20.10.2016, 15:29 Uhr

Zentrale Herausforderungen für alpine Winterreisen

Der theALPS Media Summit im ORF Studio 3 bildete den Auftakt der dreitätigen touristischen Fachveranstaltung theALPS 2016, die von 19. bis 21. Oktober in Innsbruck stattfindet. (Foto: AlpNet/Oss)

Im Rahmen von theAlps Media Summit 2016 präsentiert ein Forscherteam die Ergebnisse zur Studie "Winterreisen in die Alpen".

TIROL. Der Verein AlpNet präsentiert die zentralen Herausforderungen für alpine Winterreisen. Unter dem Motto "Winterreisen in die Alpen" werden beim theALPS Media Summit 2016 die Forschungsergebnisse präsentiert. Die großen Herausforderungen sind Verkehr, Klimawandel, Innovation und das Fördern künftiger Wintersport-Fans.
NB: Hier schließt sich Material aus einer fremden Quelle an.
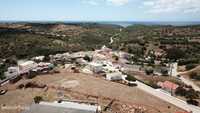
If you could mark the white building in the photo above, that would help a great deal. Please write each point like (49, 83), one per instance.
(173, 69)
(27, 66)
(115, 76)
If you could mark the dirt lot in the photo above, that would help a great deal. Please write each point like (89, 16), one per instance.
(84, 87)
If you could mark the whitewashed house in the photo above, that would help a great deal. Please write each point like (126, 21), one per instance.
(115, 76)
(27, 66)
(173, 69)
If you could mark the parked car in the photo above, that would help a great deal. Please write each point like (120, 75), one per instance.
(2, 92)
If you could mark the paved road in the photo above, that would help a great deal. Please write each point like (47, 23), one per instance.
(189, 82)
(168, 98)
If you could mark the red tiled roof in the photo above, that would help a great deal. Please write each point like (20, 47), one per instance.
(169, 85)
(181, 112)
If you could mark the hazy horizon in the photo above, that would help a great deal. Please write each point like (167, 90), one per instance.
(100, 10)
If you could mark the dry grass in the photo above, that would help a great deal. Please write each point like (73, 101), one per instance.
(89, 88)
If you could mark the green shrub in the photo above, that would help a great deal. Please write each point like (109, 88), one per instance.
(130, 78)
(195, 75)
(190, 66)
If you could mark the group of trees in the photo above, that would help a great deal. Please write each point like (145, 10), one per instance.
(190, 95)
(195, 75)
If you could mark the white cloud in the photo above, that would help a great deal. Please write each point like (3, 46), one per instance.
(91, 2)
(113, 2)
(172, 6)
(118, 2)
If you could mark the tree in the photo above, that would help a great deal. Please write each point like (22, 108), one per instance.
(38, 99)
(87, 58)
(190, 66)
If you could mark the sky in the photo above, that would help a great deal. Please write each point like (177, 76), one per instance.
(100, 10)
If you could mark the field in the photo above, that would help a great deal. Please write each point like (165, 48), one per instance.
(84, 87)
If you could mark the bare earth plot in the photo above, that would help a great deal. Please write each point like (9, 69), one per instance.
(86, 87)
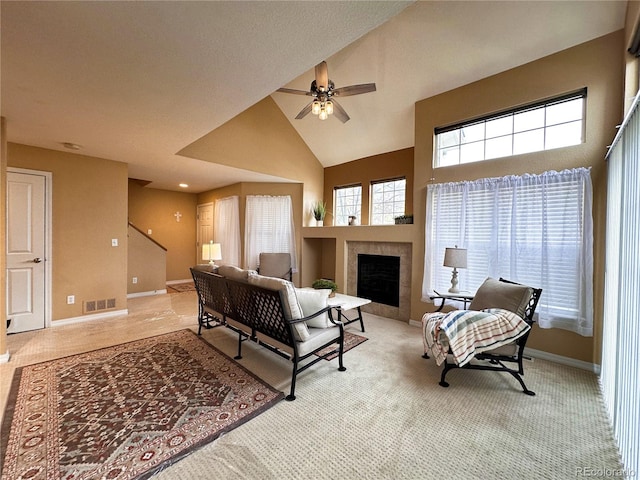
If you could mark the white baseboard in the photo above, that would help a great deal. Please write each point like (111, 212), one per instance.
(147, 294)
(570, 362)
(88, 318)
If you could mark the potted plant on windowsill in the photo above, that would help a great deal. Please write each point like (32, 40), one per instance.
(323, 283)
(319, 211)
(403, 219)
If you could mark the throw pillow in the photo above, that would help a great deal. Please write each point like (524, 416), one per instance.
(291, 306)
(496, 294)
(234, 273)
(312, 300)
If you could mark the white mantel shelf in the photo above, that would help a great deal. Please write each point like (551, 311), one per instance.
(377, 233)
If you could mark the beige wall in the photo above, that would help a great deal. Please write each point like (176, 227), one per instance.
(596, 65)
(147, 263)
(632, 64)
(367, 170)
(153, 209)
(3, 222)
(89, 210)
(261, 139)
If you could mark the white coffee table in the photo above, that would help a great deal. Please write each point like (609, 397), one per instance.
(343, 303)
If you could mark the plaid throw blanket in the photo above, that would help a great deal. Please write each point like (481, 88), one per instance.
(464, 333)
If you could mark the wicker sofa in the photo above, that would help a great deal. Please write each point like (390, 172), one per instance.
(293, 323)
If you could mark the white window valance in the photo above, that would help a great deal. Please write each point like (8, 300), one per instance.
(533, 229)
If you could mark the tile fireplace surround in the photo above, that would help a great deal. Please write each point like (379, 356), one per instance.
(396, 249)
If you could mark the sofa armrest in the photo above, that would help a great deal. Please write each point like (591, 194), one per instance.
(314, 315)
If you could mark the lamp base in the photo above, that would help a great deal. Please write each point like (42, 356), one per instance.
(454, 281)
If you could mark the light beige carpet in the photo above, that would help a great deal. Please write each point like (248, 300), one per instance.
(386, 417)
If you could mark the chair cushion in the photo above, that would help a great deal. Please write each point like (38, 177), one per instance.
(291, 306)
(275, 264)
(508, 296)
(312, 300)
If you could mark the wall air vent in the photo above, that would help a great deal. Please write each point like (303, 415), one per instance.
(97, 306)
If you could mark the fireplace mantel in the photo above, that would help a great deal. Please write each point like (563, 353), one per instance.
(331, 252)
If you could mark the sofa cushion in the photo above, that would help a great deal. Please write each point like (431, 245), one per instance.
(496, 294)
(291, 306)
(234, 273)
(312, 300)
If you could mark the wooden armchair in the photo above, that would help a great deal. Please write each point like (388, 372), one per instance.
(506, 357)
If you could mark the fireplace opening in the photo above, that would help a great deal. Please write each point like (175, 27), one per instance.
(379, 278)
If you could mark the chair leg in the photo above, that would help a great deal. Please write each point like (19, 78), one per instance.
(239, 356)
(341, 367)
(447, 367)
(291, 397)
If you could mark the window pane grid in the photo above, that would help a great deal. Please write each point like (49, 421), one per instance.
(347, 201)
(554, 124)
(387, 201)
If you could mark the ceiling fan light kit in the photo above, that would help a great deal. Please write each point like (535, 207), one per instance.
(323, 90)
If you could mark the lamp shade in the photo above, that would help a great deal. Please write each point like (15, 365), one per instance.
(211, 251)
(455, 257)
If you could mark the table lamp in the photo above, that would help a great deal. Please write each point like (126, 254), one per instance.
(456, 258)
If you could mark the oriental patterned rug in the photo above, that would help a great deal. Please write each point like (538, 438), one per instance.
(127, 411)
(351, 340)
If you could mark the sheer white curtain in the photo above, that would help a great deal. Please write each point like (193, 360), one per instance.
(533, 229)
(226, 228)
(620, 371)
(269, 228)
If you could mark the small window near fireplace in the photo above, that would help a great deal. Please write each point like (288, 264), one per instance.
(379, 278)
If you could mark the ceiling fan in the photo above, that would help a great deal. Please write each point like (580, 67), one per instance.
(323, 92)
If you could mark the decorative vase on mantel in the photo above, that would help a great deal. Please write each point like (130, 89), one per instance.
(319, 210)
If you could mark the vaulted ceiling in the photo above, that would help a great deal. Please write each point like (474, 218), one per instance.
(139, 81)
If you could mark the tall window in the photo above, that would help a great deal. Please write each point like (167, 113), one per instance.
(269, 228)
(620, 373)
(226, 226)
(533, 229)
(347, 203)
(387, 201)
(540, 126)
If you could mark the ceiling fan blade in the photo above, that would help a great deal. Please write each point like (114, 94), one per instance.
(354, 90)
(305, 111)
(294, 91)
(322, 77)
(339, 112)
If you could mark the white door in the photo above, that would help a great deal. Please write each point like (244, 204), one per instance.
(25, 251)
(205, 229)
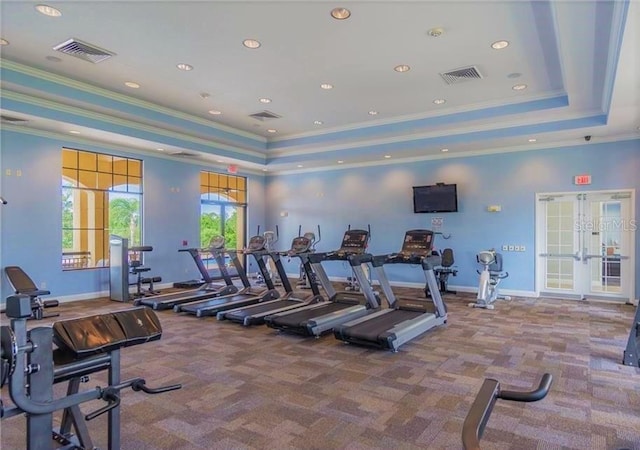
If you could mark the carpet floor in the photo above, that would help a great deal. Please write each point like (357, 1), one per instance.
(255, 388)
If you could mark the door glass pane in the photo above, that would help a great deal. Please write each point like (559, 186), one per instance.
(560, 241)
(604, 238)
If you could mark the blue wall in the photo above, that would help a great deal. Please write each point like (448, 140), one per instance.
(378, 195)
(31, 222)
(382, 197)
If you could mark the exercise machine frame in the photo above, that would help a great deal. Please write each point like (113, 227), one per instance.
(28, 365)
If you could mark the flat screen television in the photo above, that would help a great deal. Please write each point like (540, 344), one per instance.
(435, 198)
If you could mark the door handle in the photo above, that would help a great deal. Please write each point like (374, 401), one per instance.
(562, 255)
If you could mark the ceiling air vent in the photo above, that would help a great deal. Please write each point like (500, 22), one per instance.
(83, 50)
(184, 154)
(12, 120)
(462, 74)
(265, 115)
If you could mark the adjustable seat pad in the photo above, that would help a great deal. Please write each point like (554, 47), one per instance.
(87, 336)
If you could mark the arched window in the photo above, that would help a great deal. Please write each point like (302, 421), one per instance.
(223, 204)
(101, 195)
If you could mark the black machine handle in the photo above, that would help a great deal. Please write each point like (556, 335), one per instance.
(110, 395)
(532, 396)
(478, 415)
(140, 385)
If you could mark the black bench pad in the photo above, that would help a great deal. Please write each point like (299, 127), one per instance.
(103, 333)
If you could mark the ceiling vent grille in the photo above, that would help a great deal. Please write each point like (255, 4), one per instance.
(462, 74)
(265, 115)
(183, 154)
(12, 120)
(83, 50)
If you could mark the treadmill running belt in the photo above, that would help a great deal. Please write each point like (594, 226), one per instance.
(194, 307)
(371, 329)
(240, 314)
(298, 318)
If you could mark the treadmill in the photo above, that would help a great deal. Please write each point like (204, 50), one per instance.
(208, 290)
(316, 319)
(255, 314)
(247, 296)
(406, 318)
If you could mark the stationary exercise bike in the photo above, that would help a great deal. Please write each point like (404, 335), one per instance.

Herausbildung künftiger Wintersport-Fans

Schnee und Winter sind für den Tourismus entscheidende Faktoren. Für viele Regionen sind sie sowohl von wirtschaftlicher als auch von sozialer Bedeutung. Ein Drittel der touristischen Wertschöpfung fällt auf die Wintermonate. Die durchschnittlichen Winter-Tagesausgaben sind rund 30 Prozent höher als die Sommerausgaben. Neben diesem wirtschaftlichen Kriterium spielt der Winter bzw. der Schnee auch eine soziale Rolle: Schnee ist ein zentraler Erlebnisfaktor: Bewegung, aktive Erholung in winterlicher Atmosphäre und frischer Luft bringen positive Erlebnisse für die Urlauber. Nun muss für künftige Generationen an Wintersport-Enthusiasten gesorgt werden.

Winterverkehr im Zeichen des Klimawandels

Eine der großen Herausforderungen ist der motorisierte Individualverkehr während der Wintermonate. Hier braucht es innovative Mobilitätslösungen. Auch soziale Nachhaltigkeit von Winterreisen spielt eine wichtige Rolle, beispielsweise Winterwandern, Skilanglauf, Schlittenfahren und regelmäßiges Skifahren. Diese Freizeitaktivitäten fördern die Gesundheit, die Leistungsfähigkeit und das Wohlbefinden.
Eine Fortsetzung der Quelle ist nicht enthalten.